[Numpy-discussion] Byte aligned arrays

Thu Dec 20 03:53:31 EST 2012

On Wed, 2012-12-19 at 19:03 +0100, Francesc Alted wrote:
> The only scenario that I see that this would create unaligned arrays
> is 
> for machines having AVX.  But provided that the Intel architecture is 
> making great strides in fetching unaligned data, I'd be surprised
> that 
> the difference in performance would be even noticeable.
> 
> Can you tell us which difference in performance are you seeing for an 
> AVX-aligned array and other that is not AVX-aligned?  Just curious.

Further to this point, from an Intel article...

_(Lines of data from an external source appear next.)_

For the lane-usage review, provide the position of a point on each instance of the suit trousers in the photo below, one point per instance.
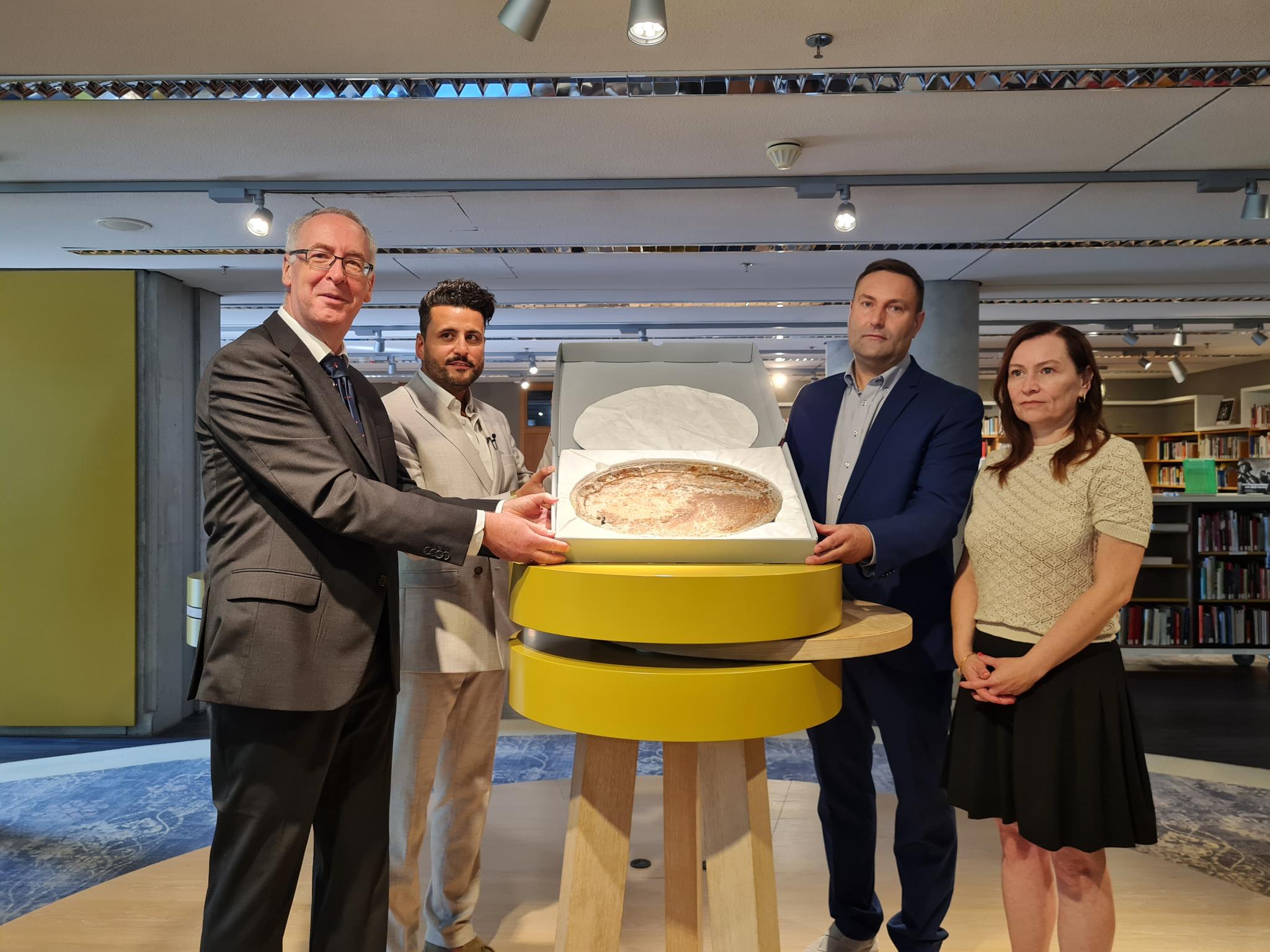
(442, 769)
(276, 775)
(912, 711)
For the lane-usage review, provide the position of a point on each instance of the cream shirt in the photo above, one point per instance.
(1033, 541)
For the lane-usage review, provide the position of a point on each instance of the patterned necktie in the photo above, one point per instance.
(337, 366)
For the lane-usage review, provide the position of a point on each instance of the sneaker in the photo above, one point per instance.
(833, 941)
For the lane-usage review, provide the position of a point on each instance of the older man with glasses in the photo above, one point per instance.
(299, 658)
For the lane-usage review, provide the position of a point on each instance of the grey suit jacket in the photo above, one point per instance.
(304, 518)
(453, 619)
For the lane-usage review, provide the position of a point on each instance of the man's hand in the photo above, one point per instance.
(520, 534)
(846, 542)
(535, 507)
(536, 484)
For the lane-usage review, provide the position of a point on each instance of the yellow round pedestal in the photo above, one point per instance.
(609, 691)
(678, 603)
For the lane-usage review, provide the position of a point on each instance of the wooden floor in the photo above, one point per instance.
(1160, 906)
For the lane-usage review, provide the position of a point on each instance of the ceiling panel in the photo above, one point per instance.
(154, 37)
(680, 136)
(1147, 209)
(1235, 126)
(1230, 267)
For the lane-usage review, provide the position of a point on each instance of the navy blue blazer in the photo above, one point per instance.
(911, 487)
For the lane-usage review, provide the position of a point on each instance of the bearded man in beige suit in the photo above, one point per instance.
(454, 631)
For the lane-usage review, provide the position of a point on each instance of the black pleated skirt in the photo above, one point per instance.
(1065, 760)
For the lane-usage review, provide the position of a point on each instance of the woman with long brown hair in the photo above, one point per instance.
(1043, 734)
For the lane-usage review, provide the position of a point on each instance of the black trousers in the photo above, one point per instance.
(912, 711)
(276, 775)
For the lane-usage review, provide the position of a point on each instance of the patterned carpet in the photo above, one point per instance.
(63, 834)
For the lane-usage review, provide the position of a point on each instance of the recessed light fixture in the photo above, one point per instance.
(523, 17)
(123, 224)
(647, 22)
(845, 219)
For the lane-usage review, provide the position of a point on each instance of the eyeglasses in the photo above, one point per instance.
(324, 262)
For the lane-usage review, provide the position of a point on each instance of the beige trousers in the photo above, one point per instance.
(442, 767)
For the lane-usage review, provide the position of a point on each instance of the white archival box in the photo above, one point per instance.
(587, 372)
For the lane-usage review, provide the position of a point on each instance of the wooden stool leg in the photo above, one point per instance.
(597, 844)
(738, 844)
(682, 848)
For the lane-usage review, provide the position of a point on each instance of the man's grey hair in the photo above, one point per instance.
(294, 229)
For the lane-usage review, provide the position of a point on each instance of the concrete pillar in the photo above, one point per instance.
(178, 330)
(948, 345)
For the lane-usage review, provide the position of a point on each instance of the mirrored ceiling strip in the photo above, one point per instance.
(773, 248)
(623, 87)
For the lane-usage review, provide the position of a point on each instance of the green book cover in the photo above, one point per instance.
(1199, 477)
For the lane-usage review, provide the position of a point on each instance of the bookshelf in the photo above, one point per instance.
(1204, 586)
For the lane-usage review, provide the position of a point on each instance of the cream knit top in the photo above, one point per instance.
(1032, 542)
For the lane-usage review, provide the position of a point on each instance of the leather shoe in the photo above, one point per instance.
(477, 945)
(833, 941)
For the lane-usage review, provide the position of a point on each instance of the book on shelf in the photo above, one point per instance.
(1153, 626)
(1233, 580)
(1225, 447)
(1230, 531)
(1233, 625)
(1176, 450)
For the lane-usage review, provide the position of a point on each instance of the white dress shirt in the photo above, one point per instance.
(321, 350)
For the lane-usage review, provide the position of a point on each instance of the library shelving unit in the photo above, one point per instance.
(1204, 586)
(1163, 454)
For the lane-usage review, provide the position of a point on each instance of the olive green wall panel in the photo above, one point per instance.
(68, 499)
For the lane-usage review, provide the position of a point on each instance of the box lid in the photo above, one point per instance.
(591, 371)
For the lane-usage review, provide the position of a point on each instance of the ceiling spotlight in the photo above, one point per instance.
(845, 219)
(1255, 206)
(523, 17)
(262, 219)
(647, 23)
(784, 154)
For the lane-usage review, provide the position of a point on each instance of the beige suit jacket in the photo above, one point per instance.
(454, 619)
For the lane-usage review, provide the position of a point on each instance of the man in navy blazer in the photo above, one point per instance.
(887, 455)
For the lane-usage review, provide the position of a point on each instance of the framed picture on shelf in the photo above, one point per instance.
(1254, 475)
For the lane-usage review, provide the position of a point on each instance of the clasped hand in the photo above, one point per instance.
(997, 681)
(521, 532)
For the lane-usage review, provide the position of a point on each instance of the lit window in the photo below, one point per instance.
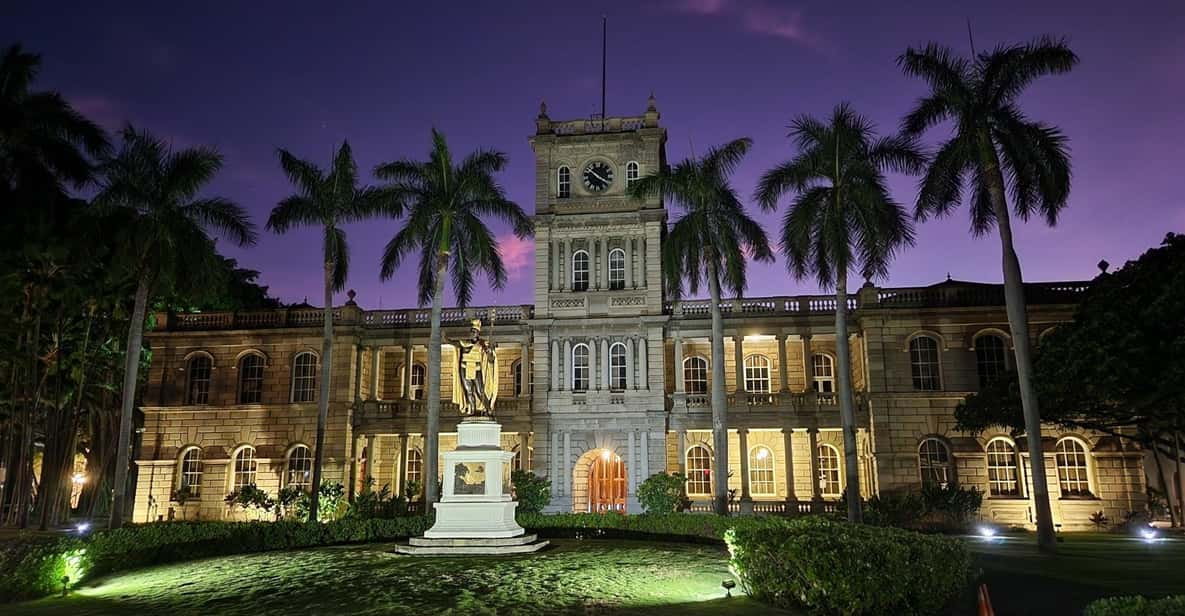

http://software.intel.com/en-us/articles/practical-intel-avx-optimization-on-2nd-generation-intel-core-processors

"Aligning data to vector length is always recommended. When using Intel
SSE and Intel SSE2 instructions, loaded data should be aligned to 16
bytes. Similarly, to achieve best results use Intel AVX instructions on
32-byte vectors that are 32-byte aligned. The use of Intel AVX
instructions on unaligned 32-byte vectors means that every second load
will be across a cache-line split, since the cache line is 64 bytes.
This doubles the cache line split rate compared to Intel SSE code that
uses 16-byte vectors. A high cache-line split rate in memory-intensive
code is extremely likely to cause performance degradation. For that
reason, it is highly recommended to align the data to 32 bytes for use
with Intel AVX."

Though it would be nice to put together a little example of this!

Henry